New regulation proposal could make the CQC responsible for taking action against health and safety incidents involving patients, explains Joanna Dirmikis

CQC would have jurisdiction over deaths arising from ward infections under new proposal

In response to the Francis Report of the Public Inquiry into Mid Staffordshire Foundation Trust, the Care Quality Commission, the Health and Safety Executive (HSE) and representatives of local authorities have drawn up a proposed liaison agreement, designed to ensure that there is co-ordinated and comprehensive regulation of health and safety for patients, service users, workers and other members of the public.

The consultation is now open. It closes on 31 December.

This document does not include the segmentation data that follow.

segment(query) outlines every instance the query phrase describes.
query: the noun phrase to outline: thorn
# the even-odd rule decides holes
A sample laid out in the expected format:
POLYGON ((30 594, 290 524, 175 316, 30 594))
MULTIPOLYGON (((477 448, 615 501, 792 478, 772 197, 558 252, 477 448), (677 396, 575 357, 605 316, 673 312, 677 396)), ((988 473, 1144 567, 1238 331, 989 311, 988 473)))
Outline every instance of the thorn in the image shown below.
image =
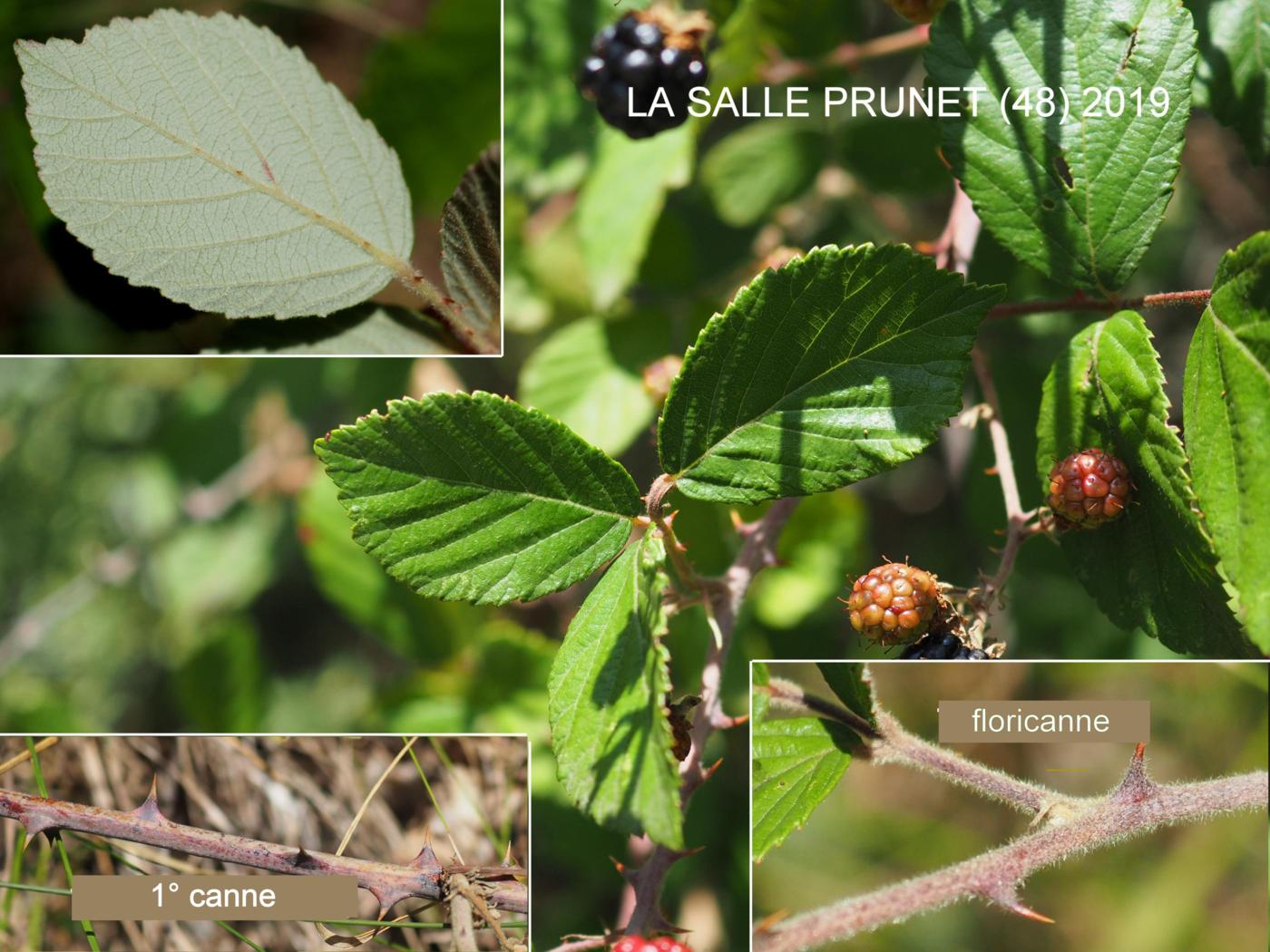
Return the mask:
POLYGON ((296 850, 296 854, 291 857, 291 864, 297 869, 318 868, 318 861, 309 856, 304 847, 300 847, 300 849, 296 850))
POLYGON ((156 773, 150 781, 150 795, 145 798, 136 810, 132 811, 133 816, 150 823, 166 823, 168 817, 163 815, 159 810, 159 774, 156 773))
POLYGON ((1041 915, 1035 909, 1025 906, 1019 899, 1019 894, 1015 891, 1013 886, 998 886, 991 891, 982 894, 984 899, 989 902, 996 902, 1003 909, 1008 909, 1015 915, 1021 915, 1024 919, 1031 919, 1038 923, 1048 923, 1053 925, 1054 920, 1048 915, 1041 915))
MULTIPOLYGON (((705 782, 705 781, 710 779, 711 777, 714 777, 715 776, 715 770, 718 770, 721 765, 723 765, 723 758, 720 757, 718 760, 715 760, 709 767, 704 767, 701 769, 701 781, 705 782)), ((693 850, 693 852, 696 852, 696 850, 693 850)))
MULTIPOLYGON (((508 850, 508 854, 511 854, 511 852, 512 852, 512 844, 511 843, 507 845, 507 850, 508 850)), ((410 868, 413 868, 413 869, 423 869, 424 872, 428 872, 428 873, 439 873, 441 872, 441 861, 437 859, 437 854, 432 849, 432 834, 431 833, 428 834, 427 840, 423 844, 423 849, 420 849, 419 854, 414 859, 410 861, 410 868)))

Register and comment on the agreement before the consultation closes.

Terms of agreement

The proposal which is set out in the liaison agreement, is that from April 2015, the CQC will become responsible for taking regulatory action following health and safety incidents involving service users who use health and adult social care services which are regulated by the CQC.

The responsibility will be transferred from the HSE, which together with local authorities currently deals with these health and safety prosecutions.

This means that in cases where patients and service users have been seriously harmed or die due to unsafe care, the responsibility will now fall on the CQC to take action under the fundamental standards.

‘The CQC will become responsible for taking regulatory action following health and safety incidents involving service users’

Both the HSE and the local authorities will continue to deal with health and safety prosecutions in cases involving employees, visitors, contractors and people not registered with the CQC.

Examples of cases which the CQC would prosecute under this new agreement include service users falling from a window, service users getting severely scalded, patient deaths arising from infections on a hospital ward, service users choking and dying after being given inappropriate food and severe injuries following inappropriate restraints by staff.

‘Health and safety executives will still be able to prosecute when the responsibility falls on commissioners’

Examples of cases which the HSE and local authorities would prosecute include cases where the commissioner, rather than the provider, seems to have been at fault, providers not registered with the CQC who are not required to be registered with them, employees suffering manual handling injuries and a contractor’s tower scaffold collapsing in a care home or the car park of a care home.   

Where there is any uncertainty about jurisdiction, the relevant bodies will “determine who will have primacy for any regulatory action and whether joint or parallel regulatory action will be conducted.” They will also keep a record of their decision, designate appropriate contacts within each organisation and keep stakeholders informed accordingly.

Prosecution Criteria

According to the CQC’s proposal for prosecution criteria in their consultation titled ‘Guidance for providers on meeting the fundamental standards and on the CQC’s enforcement powers’ (published in July 2014 and which closed on 17 October 2014), there are a number of factors which the CQC will consider when deciding whether to prosecute.

According to that document, one of the following ought to apply in a case where a prosecution follows:

  • The gravity of the incident and the actual or potential harm (or the general record and approach of the provider) warrant prosecution;
  • There has been reckless disregard of the requirements on a registered person;
  • There have been repeated or multiple breaches, which give rise to significant risk, or persistent and significant poor compliance;
  • The service is carried on significantly below the standards that are required for compliance with regulations and is giving rise to significant risk;
  • Failure to register with the CQC when this is required/attempting to do so;
  • Failure to comply with a requirement, warning notice or condition, suspension or cancellation of registration; or there has been a repetition of a breach that was the subject to a simple caution;
  • False information has been wilfully supplied to the CQC or information or explanations have been withheld, or there has been an intent to deceive, in a case which gives rise to serious risk;
  • The intentional obstruction of persons authorised by the CQC (for example, inspectors).  

Conclusion

If the agreement takes effect, we can expect a large increase in CQC-led health and safety prosecutions under the Fundamental Standards.

It will be interesting to see how this development, together with the changes coming in next year, affect the total number of CQC led prosecutions.

‘There will likely be an increase in the number of prosecutions agains providers’

From April 2015, the new Fundamental Standards will come into force. One of the key changes which the Fundamental Standards bring in is that there is no longer a requirement for CQC to serve a warning notice prior to prosecution for breach of a regulation.

Up until now, CQC have been slow to prosecute, perhaps in part because they might struggle to prove cases to the necessary criminal standard (‘beyond reasonable doubt’) but also perhaps because their powers to do so are currently more limited than they will be in the future. The Fundamental Standards will change this.

‘The CQC are no longer required to serve a warning notice prior to prosecution’

In our view at Ridouts, the introduction of the new Fundamental Standards, coupled with this new liaison agreement, increases the likelihood that there will be a rise in the number of prosecutions against providers. This does not seem like something which the CQC are currently equipped to deal with.